The California DMV, which manages the testing and deployment of autonomous vehicles in the state, informed Reuters that Tesla last reported using its autonomous vehicle testing permit in 2019, which requires a safety driver.
Currently, Tesla does not have and has not applied for a driverless testing permit, according to the agency.
Tesla did not reply to a request for more details.
Regarding its employee ride-hailing service in the Bay Area, the CPUC mentioned that a permit isn't necessary, as employees aren’t classified as passengers.
During Tesla’s robotaxi event on October 10, Musk introduced a two-seat, two-door "Cybercab" devoid of a steering wheel and pedals, which would rely on cameras and AI for navigation.

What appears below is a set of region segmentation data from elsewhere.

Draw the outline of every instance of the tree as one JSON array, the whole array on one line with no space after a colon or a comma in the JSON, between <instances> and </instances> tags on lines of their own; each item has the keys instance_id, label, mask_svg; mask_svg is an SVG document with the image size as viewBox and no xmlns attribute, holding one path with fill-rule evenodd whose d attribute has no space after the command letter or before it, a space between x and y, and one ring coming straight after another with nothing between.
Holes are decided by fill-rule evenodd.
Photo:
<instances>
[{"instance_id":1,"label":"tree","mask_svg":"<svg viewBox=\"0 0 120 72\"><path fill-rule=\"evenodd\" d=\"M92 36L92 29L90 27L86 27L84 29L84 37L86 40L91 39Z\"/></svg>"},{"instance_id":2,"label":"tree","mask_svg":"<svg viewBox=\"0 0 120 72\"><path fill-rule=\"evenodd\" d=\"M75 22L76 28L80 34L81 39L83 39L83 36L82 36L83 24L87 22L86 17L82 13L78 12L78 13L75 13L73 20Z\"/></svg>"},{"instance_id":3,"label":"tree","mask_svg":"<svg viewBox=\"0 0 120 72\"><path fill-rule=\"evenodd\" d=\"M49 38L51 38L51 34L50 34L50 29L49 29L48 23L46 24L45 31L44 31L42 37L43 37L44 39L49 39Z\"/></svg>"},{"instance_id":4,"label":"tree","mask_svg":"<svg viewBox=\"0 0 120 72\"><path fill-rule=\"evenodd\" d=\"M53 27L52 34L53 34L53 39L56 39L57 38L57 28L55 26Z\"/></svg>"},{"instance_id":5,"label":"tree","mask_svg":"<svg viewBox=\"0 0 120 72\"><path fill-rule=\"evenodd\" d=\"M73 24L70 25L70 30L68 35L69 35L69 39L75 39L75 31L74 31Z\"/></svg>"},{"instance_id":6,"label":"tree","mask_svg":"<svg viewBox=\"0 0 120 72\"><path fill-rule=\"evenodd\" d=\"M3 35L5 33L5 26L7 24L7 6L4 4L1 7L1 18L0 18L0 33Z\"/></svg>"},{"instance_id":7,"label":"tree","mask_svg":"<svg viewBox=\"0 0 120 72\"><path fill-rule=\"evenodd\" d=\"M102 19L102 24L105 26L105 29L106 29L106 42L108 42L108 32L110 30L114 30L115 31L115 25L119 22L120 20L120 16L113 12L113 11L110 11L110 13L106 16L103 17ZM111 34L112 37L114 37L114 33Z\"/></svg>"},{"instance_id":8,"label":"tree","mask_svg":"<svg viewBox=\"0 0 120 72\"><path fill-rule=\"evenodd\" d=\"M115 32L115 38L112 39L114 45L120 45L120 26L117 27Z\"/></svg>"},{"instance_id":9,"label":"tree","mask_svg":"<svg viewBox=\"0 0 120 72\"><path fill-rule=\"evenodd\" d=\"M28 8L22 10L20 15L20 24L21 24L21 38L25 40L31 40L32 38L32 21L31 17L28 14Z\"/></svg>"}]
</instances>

On Wednesday, he recognized the possible challenges in California, admitting, "it's not something we totally control," but expressed confidence, stating, "I would be shocked if we don't get approval next year."
Texas presents a less challenging regulatory environment for autonomous vehicles compared to California; however, companies typically engage in extensive testing before launching paid services.
Tesla's Full Self-Driving (FSD) system, which underpins the company's robotaxi aspirations, has raised concerns among regulators.
Last week, the U.S. National Highway Traffic Safety Administration (NHTSA) initiated an investigation of 2.4 million Tesla vehicles equipped with FSD following four reported accidents, including one fatal incident in 2023.
Despite these challenges, the notion of Tesla initiating a robotaxi fleet led to a 2.3% drop in shares of ride-hailing companies in after-hours trading.